Я не случайно обращаю внимание на свое запоздалое открытие, на мой взгляд, на уникальную личность – отца Димитрия, на его миссионерскую деятельность и мысли. Мне было, естественно, приятно слышать, что он, как и я, видит нечто общее между равнодушным отношением матерей к своим детям, которых они убивают во время аборта, и нашим поразительным русским равнодушием к мукам и страданиям жертв сталинизма. Христианское человеколюбие, как показывает пример отца Димитрия, неизбежно должно вести и к отторжению от преступлений большевиков, Сталина.
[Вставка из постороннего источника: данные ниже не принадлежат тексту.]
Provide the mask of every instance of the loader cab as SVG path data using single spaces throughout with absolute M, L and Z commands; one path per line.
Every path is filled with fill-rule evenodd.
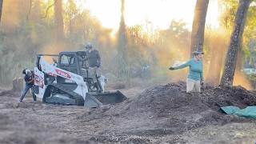
M 86 57 L 85 51 L 61 52 L 59 54 L 57 66 L 71 73 L 81 75 L 81 66 L 79 58 Z

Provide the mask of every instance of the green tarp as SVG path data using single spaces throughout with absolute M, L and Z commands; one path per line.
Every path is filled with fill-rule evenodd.
M 221 111 L 227 114 L 256 118 L 256 106 L 248 106 L 242 110 L 237 106 L 224 106 L 221 107 Z

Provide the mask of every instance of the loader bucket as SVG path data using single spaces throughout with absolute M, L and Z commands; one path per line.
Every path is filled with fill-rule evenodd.
M 85 106 L 93 107 L 92 106 L 107 105 L 122 102 L 127 98 L 124 96 L 119 90 L 115 92 L 104 92 L 104 93 L 90 93 L 86 98 Z M 87 99 L 88 98 L 88 99 Z M 87 100 L 86 100 L 87 99 Z M 97 104 L 96 104 L 97 103 Z M 98 107 L 94 106 L 94 107 Z

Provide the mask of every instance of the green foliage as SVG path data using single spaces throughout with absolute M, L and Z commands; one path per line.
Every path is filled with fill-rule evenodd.
M 222 6 L 222 13 L 220 17 L 221 26 L 231 31 L 235 18 L 236 10 L 238 6 L 238 0 L 223 0 L 220 1 L 220 6 Z M 242 60 L 244 65 L 251 65 L 251 62 L 255 62 L 255 45 L 253 45 L 256 40 L 256 5 L 252 2 L 248 10 L 246 22 L 243 33 L 242 40 Z

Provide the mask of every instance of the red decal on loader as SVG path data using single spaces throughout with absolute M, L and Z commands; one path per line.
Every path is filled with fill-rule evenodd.
M 55 71 L 57 72 L 58 74 L 62 75 L 63 77 L 66 77 L 66 78 L 71 78 L 70 75 L 68 73 L 65 72 L 65 71 L 62 71 L 60 70 L 55 70 Z
M 48 73 L 47 74 L 52 76 L 52 77 L 57 77 L 57 75 L 55 74 L 53 74 L 53 73 Z

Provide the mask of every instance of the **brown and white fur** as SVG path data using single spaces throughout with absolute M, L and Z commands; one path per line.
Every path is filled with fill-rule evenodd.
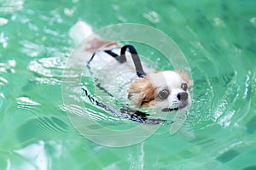
M 83 37 L 81 34 L 84 34 L 84 37 L 85 37 L 86 33 L 84 31 L 89 31 L 89 34 L 92 33 L 90 32 L 91 31 L 88 29 L 88 26 L 84 23 L 79 22 L 74 27 L 79 27 L 79 31 L 82 32 L 80 37 Z M 74 27 L 73 30 L 75 29 Z M 71 31 L 71 36 L 75 37 L 75 35 L 72 35 L 73 34 L 72 32 L 75 32 L 77 37 L 79 37 L 79 31 Z M 94 65 L 94 62 L 101 62 L 101 60 L 106 60 L 108 57 L 111 58 L 110 56 L 102 56 L 104 54 L 101 53 L 102 50 L 114 48 L 116 53 L 119 53 L 120 48 L 121 45 L 117 42 L 104 41 L 99 37 L 94 36 L 86 41 L 84 50 L 91 53 L 91 54 L 95 52 L 99 52 L 95 56 L 96 60 L 91 62 L 91 65 Z M 112 74 L 111 68 L 116 68 L 120 65 L 117 61 L 113 62 L 115 62 L 113 66 L 112 65 L 108 71 L 104 71 L 108 72 L 108 76 Z M 134 70 L 132 62 L 122 65 L 126 65 L 126 67 L 128 66 Z M 96 67 L 101 70 L 102 68 L 99 68 L 99 65 L 102 65 L 102 64 Z M 148 69 L 144 67 L 144 70 L 147 72 Z M 148 75 L 144 78 L 135 76 L 133 80 L 131 80 L 131 83 L 125 89 L 127 92 L 126 98 L 128 98 L 132 105 L 137 108 L 153 108 L 163 111 L 170 111 L 185 109 L 190 105 L 191 97 L 189 89 L 191 82 L 187 74 L 179 71 L 149 71 L 147 73 Z M 108 76 L 104 76 L 102 79 L 103 84 L 109 81 L 108 80 Z

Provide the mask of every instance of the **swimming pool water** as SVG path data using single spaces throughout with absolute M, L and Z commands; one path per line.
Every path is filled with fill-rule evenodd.
M 255 6 L 0 0 L 0 169 L 256 169 Z M 140 144 L 108 148 L 74 129 L 61 76 L 76 47 L 68 31 L 78 20 L 94 29 L 144 24 L 177 42 L 194 82 L 193 105 L 177 133 L 162 126 Z

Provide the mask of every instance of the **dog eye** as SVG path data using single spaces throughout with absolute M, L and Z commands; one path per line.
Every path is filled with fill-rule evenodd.
M 169 96 L 169 91 L 167 89 L 163 89 L 158 94 L 158 97 L 161 99 L 166 99 Z
M 184 91 L 187 91 L 187 89 L 188 89 L 188 84 L 187 83 L 182 83 L 181 88 L 183 88 L 183 90 L 184 90 Z

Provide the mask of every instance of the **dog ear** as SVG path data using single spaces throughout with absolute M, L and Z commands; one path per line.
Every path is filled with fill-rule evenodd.
M 154 99 L 154 87 L 148 77 L 136 78 L 127 92 L 128 99 L 137 107 Z

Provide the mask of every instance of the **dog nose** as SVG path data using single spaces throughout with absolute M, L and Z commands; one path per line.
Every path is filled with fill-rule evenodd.
M 186 92 L 182 92 L 177 94 L 177 98 L 178 99 L 178 100 L 187 100 L 188 99 L 188 93 Z

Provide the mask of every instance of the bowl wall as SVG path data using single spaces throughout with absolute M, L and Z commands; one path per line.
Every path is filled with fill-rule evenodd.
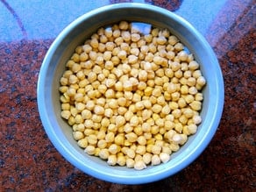
M 120 20 L 150 23 L 167 28 L 194 54 L 207 81 L 202 124 L 196 134 L 166 164 L 141 171 L 125 167 L 110 167 L 97 157 L 86 154 L 77 146 L 72 129 L 60 117 L 60 79 L 65 63 L 78 45 L 101 26 Z M 224 84 L 217 60 L 203 37 L 188 22 L 175 14 L 145 4 L 119 4 L 90 11 L 71 23 L 56 38 L 43 61 L 38 82 L 38 104 L 45 130 L 56 149 L 74 166 L 86 174 L 107 181 L 139 184 L 158 181 L 172 175 L 189 165 L 205 149 L 218 126 L 224 104 Z

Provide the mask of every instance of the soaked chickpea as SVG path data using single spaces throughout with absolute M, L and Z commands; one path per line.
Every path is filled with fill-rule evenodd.
M 137 23 L 101 27 L 67 61 L 60 116 L 77 145 L 110 166 L 167 163 L 196 134 L 206 80 L 167 29 Z

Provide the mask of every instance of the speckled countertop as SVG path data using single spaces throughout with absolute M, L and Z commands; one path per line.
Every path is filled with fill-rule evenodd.
M 207 149 L 172 177 L 144 185 L 99 181 L 55 150 L 37 108 L 37 80 L 58 33 L 105 4 L 155 4 L 189 21 L 223 71 L 224 109 Z M 0 1 L 0 191 L 256 191 L 255 0 Z

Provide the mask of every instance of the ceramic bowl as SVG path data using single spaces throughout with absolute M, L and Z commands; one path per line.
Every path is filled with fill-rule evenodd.
M 72 129 L 60 117 L 60 78 L 65 63 L 78 45 L 101 26 L 121 20 L 143 22 L 168 29 L 176 35 L 200 63 L 207 81 L 201 111 L 202 124 L 167 163 L 148 166 L 138 171 L 126 167 L 109 166 L 98 157 L 86 154 L 73 139 Z M 218 126 L 224 105 L 224 81 L 217 57 L 204 38 L 186 20 L 174 13 L 150 4 L 125 3 L 107 5 L 89 11 L 68 25 L 50 46 L 39 72 L 38 106 L 48 138 L 60 153 L 87 174 L 100 180 L 122 183 L 152 182 L 171 176 L 193 162 L 207 147 Z

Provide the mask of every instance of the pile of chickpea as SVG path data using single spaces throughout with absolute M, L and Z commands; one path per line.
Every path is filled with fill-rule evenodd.
M 177 37 L 143 30 L 126 21 L 98 29 L 60 81 L 61 117 L 78 146 L 137 170 L 167 162 L 196 132 L 206 83 Z

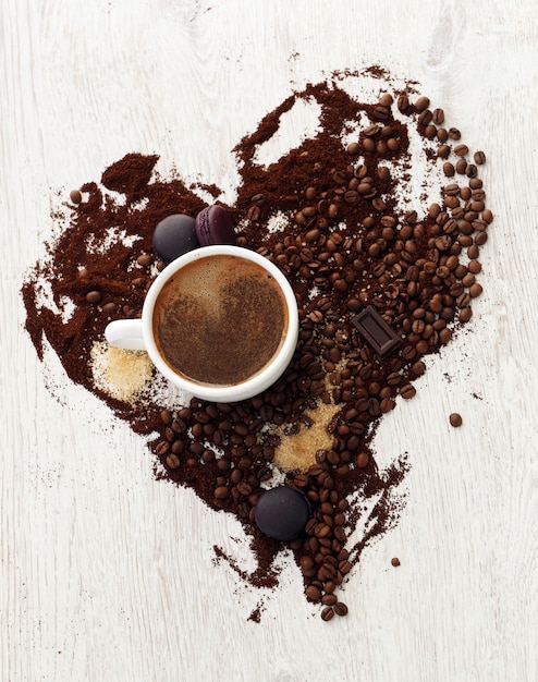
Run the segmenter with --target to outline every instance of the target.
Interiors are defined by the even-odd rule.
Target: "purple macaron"
[[[196,236],[200,246],[211,244],[235,244],[233,222],[222,206],[215,204],[196,216]]]
[[[194,218],[185,214],[168,216],[156,227],[152,243],[156,254],[164,263],[172,263],[188,251],[198,248]]]

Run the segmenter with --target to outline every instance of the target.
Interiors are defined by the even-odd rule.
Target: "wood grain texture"
[[[2,681],[538,679],[537,46],[531,0],[2,0]],[[233,200],[230,150],[265,113],[375,63],[486,150],[497,218],[469,330],[376,437],[381,464],[409,454],[401,521],[325,624],[285,558],[274,593],[215,563],[217,544],[253,569],[241,526],[155,482],[144,442],[38,363],[19,289],[51,204],[124,154]]]

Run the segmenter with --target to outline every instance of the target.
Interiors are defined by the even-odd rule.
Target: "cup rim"
[[[181,270],[189,263],[209,256],[220,255],[244,258],[256,263],[268,270],[277,280],[284,295],[288,307],[288,331],[284,342],[282,343],[277,355],[266,367],[264,367],[264,369],[255,374],[253,377],[232,386],[197,383],[187,377],[176,374],[159,353],[152,331],[155,304],[162,288],[169,279],[178,272],[178,270]],[[142,330],[144,343],[151,362],[172,383],[197,398],[201,398],[203,400],[215,402],[234,402],[262,392],[266,388],[271,386],[271,383],[277,381],[288,367],[298,338],[297,301],[295,299],[295,293],[284,273],[273,263],[257,252],[236,244],[213,244],[210,246],[200,246],[199,248],[189,251],[175,260],[172,260],[172,263],[167,265],[167,267],[161,270],[161,272],[159,272],[157,278],[154,280],[144,301],[142,310]]]

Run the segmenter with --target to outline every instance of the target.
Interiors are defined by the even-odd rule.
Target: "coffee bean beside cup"
[[[146,350],[173,385],[216,402],[269,388],[288,367],[297,336],[297,303],[284,275],[230,244],[173,260],[151,284],[142,318],[105,330],[110,344]]]

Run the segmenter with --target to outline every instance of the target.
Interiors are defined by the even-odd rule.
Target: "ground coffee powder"
[[[470,319],[481,292],[479,249],[492,220],[478,178],[484,153],[469,161],[460,131],[444,125],[442,109],[432,109],[414,84],[391,87],[379,68],[368,76],[379,78],[376,100],[346,92],[347,81],[359,83],[360,74],[335,74],[290,96],[234,150],[242,182],[235,204],[224,208],[237,243],[286,275],[299,307],[294,358],[262,394],[235,404],[169,404],[149,388],[123,400],[96,380],[93,357],[106,325],[140,314],[162,267],[151,248],[155,227],[172,214],[194,217],[207,205],[199,187],[159,178],[155,156],[126,155],[99,184],[81,187],[76,203],[60,207],[54,220],[66,211],[70,226],[22,289],[39,357],[46,338],[73,381],[134,431],[154,436],[157,476],[192,487],[211,509],[242,522],[258,560],[245,580],[274,586],[273,560],[283,547],[256,527],[258,497],[276,479],[304,491],[313,516],[304,537],[285,546],[307,599],[320,605],[326,621],[347,612],[337,596],[341,586],[368,541],[398,519],[394,490],[407,462],[402,456],[379,471],[369,447],[376,427],[399,399],[415,394],[423,357]],[[258,163],[260,147],[297,101],[319,107],[318,131],[273,163]],[[412,143],[421,159],[412,156]],[[401,339],[382,357],[352,322],[367,306]],[[152,373],[146,387],[158,381]],[[319,428],[318,417],[325,419],[320,447],[305,437]],[[302,456],[279,466],[276,453],[298,436]],[[366,512],[357,500],[375,500],[358,539],[354,531]],[[234,568],[217,547],[216,556]],[[250,619],[259,616],[258,608]]]

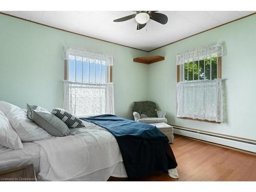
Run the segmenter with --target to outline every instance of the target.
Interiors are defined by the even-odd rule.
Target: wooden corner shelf
[[[144,64],[151,64],[163,60],[164,60],[164,57],[158,55],[139,57],[133,59],[134,62],[140,62]]]

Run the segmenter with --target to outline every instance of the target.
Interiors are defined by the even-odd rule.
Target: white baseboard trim
[[[174,126],[174,133],[250,152],[256,153],[256,143],[252,141]]]

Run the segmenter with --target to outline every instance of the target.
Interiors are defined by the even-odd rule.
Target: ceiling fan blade
[[[117,19],[115,19],[113,20],[113,22],[124,22],[125,20],[129,20],[129,19],[131,19],[131,18],[135,17],[135,16],[136,16],[136,14],[133,14],[132,15],[125,16],[125,17],[119,18],[118,18]]]
[[[142,29],[144,27],[145,27],[146,25],[146,23],[144,24],[138,24],[138,25],[137,26],[137,30],[139,30],[140,29]]]
[[[164,14],[153,12],[150,14],[150,18],[161,24],[166,24],[168,22],[168,17]]]

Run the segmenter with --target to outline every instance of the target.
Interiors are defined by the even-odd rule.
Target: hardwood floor
[[[179,179],[159,173],[136,181],[256,181],[256,155],[177,135],[175,138],[170,146]],[[129,181],[114,177],[109,180]]]

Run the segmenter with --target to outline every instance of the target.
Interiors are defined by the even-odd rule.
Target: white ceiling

Как оказывается, что было для меня неожиданным, и публицистика отца Димитрия посвящена критике преступлений Сталина, его трагических для России ошибок накануне 1941 года. Патриотизм отца Димитрия отличается от патриотизма неосталинистов прежде всего своим почитанием человеческой жизни. И я думаю, что не случайно участник антифашистского движения в Норвегии, ветеран Caux Енс Веллингтон, пригласил сюда из России именно нас троих, непримиримых антисталинистов. Я забыл сказать, что отец Владимир является автором целого ряда статей, опубликованных в «Новой газете», в которых рассказывается о садистских наклоннастях «отца народов», о том, как они проявлялись на его жизненном пути. Антифашизм и антибольшевизм, антисталинизм в христианском сознании Запада, кстати, в отличие от левого сознания Запада, тесно связаны. И это объясняется тем, что я пытаюсь показать в своих статьях о родстве большевизма и национал-социализма, представленных в этой книге, что и Ленин, и Сталин, и Гитлер были не просто атеисты, но враги христианской морали, заповеди Христа «Не убий». И совсем не случайно среди тех, кто сегодня заявляет, что Россия не Запад, очень много апологетов «красного проекта», апологетов революционного насилия, большевистского человеконенавистничества.